Shibaraku
Work is literally grinding me into a paste, so here is a short, poorly-edited entry about why I prefer to read my pre-war books in pre-war printings.
Consider these two versions of the same sentence, from Akutagawa's Rashōmon. The first is in the original orthography. The second is modernized.
二人は屍骸の中で、暫、無言のまゝ、つかみ合つた。
二人は死骸の中で、しばらく、無言のまま、つかみ合った。
Futari wa shigai no naka de, shibaraku, mugon no mama, tsukamiatta: "The two of them among the corpses, briefly, without words, grappled," or, more naturally, "The two of them grappled among the corpses, briefly, wordlessly."
First of all, I want to direct your attention to the bad-assedness of this sentence. It starts with the two characters, immediately lowers our gaze to the corpses surrounding them, then slowly, silently returns us to the characters again, to discover that they have been silently grappling. I might also point out that this is the only sentence in the story to use the word futari (the two people), joining them textually as well as physically. And, of course, it is the moment at which the horror of the woman's life spreads to the man — note that the next sentence says that the outcome of their encounter was never in any doubt, but doesn't specify a "winner".
But all of this comes through in the postwar orthography too. So why do I prefer the older one? In a word: 暫.
I am not some Poundian who sees mysticism and hieroglyphics instead of phonetic radicals and squared-off patterns. But the effect of that solitary 暫 (shibaraku — "briefly", "for a moment"), poised alone between commas without even okurigana, is powerful. After the brutal scene-setting clause that begins the sentence, it suspends the reader in a single, concentrated character for four whole morae: shibaraku.
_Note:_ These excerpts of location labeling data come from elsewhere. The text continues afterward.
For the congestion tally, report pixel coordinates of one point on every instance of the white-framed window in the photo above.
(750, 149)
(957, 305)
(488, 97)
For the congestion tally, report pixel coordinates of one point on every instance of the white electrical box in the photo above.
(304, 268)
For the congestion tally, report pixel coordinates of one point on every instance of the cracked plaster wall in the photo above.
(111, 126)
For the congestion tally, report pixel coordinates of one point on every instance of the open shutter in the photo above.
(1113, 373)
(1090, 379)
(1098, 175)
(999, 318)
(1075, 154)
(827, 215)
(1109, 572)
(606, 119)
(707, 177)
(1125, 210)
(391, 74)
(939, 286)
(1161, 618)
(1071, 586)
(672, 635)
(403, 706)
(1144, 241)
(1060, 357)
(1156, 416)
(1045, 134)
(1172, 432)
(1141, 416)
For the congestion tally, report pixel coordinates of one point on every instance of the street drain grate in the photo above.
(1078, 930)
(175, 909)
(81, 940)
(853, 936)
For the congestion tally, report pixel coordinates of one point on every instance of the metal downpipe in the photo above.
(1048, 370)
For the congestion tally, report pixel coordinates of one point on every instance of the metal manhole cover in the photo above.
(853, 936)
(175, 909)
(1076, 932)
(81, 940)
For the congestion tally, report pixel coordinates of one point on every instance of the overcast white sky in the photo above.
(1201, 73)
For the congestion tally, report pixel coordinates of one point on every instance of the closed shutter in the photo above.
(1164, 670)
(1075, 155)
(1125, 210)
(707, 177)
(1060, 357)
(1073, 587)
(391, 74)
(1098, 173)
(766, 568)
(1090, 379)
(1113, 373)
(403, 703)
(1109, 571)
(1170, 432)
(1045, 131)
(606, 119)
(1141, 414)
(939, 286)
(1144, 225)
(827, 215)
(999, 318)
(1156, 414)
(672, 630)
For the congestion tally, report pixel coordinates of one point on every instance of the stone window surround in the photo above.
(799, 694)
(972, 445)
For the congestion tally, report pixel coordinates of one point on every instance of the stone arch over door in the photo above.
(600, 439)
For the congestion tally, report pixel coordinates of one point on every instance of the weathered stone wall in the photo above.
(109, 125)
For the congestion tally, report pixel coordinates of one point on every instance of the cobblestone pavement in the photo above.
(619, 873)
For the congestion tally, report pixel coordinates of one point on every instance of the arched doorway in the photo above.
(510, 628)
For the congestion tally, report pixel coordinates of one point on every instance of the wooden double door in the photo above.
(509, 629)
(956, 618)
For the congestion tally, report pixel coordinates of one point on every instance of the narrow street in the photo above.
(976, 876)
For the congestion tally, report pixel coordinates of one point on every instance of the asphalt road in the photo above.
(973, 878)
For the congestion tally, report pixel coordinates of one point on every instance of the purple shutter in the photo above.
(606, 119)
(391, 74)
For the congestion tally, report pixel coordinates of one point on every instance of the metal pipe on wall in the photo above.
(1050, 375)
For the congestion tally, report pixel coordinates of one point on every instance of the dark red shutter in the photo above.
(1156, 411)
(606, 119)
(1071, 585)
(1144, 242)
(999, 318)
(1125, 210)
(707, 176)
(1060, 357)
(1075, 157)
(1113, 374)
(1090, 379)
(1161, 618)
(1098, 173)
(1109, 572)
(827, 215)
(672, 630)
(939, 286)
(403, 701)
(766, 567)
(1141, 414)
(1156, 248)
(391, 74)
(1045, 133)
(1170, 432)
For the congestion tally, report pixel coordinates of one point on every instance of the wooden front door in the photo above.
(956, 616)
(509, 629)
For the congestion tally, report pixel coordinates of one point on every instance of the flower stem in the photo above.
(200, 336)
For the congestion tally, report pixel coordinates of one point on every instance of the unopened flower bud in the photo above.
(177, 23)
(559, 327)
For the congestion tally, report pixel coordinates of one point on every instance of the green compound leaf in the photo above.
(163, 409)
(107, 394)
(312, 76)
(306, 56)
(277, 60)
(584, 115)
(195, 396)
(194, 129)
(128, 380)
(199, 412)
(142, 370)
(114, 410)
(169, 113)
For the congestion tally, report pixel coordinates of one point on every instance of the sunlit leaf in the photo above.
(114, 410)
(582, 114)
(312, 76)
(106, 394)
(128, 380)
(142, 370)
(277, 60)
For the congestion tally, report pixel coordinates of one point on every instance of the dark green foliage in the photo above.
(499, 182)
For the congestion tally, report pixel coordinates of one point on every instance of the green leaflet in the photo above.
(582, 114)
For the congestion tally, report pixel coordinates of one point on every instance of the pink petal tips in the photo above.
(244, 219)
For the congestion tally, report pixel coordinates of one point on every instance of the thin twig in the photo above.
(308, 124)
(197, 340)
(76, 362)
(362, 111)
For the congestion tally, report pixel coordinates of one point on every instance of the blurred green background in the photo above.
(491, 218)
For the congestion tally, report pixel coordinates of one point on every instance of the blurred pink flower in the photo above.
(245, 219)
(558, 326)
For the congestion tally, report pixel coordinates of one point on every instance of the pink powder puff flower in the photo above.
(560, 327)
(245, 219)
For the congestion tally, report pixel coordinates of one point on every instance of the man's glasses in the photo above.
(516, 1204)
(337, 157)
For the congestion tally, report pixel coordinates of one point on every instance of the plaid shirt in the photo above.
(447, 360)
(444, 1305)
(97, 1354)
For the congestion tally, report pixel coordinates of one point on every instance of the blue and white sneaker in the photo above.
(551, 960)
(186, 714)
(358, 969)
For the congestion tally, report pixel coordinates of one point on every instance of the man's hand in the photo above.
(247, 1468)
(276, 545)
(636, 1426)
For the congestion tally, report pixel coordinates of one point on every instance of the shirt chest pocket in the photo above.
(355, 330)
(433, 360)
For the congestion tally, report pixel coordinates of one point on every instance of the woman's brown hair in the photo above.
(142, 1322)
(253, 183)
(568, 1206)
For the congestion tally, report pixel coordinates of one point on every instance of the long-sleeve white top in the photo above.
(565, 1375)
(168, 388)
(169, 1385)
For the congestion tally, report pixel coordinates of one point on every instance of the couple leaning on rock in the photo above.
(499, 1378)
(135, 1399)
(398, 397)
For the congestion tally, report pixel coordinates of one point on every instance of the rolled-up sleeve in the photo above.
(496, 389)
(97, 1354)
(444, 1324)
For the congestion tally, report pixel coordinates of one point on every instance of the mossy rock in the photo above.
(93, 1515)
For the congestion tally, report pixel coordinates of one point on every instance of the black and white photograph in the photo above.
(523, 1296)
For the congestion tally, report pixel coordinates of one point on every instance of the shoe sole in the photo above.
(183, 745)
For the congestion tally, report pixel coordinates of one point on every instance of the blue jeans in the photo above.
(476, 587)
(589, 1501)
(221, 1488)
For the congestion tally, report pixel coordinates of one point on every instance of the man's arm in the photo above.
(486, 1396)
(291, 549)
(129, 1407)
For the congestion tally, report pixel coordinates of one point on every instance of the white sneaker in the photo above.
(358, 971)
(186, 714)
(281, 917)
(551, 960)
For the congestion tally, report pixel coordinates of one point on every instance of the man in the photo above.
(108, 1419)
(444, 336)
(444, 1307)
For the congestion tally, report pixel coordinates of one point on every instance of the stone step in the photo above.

You don't get that when shibaraku is drawn out into four kana. There's no effect on meaning or pronunciation, of course, but the visual rhythm of the text becomes loose and bland — not when the text is a claustrophobic meditation on darkness and desperation.
Leonardo Boiko:
Also the まゝ —what’s up with modern versions forgoing the awesome repetition marks? And I like 云う better than plain, gormless いう. OTOH I can’t say I’m a fan of kyūkanazukai, like the large tsu above.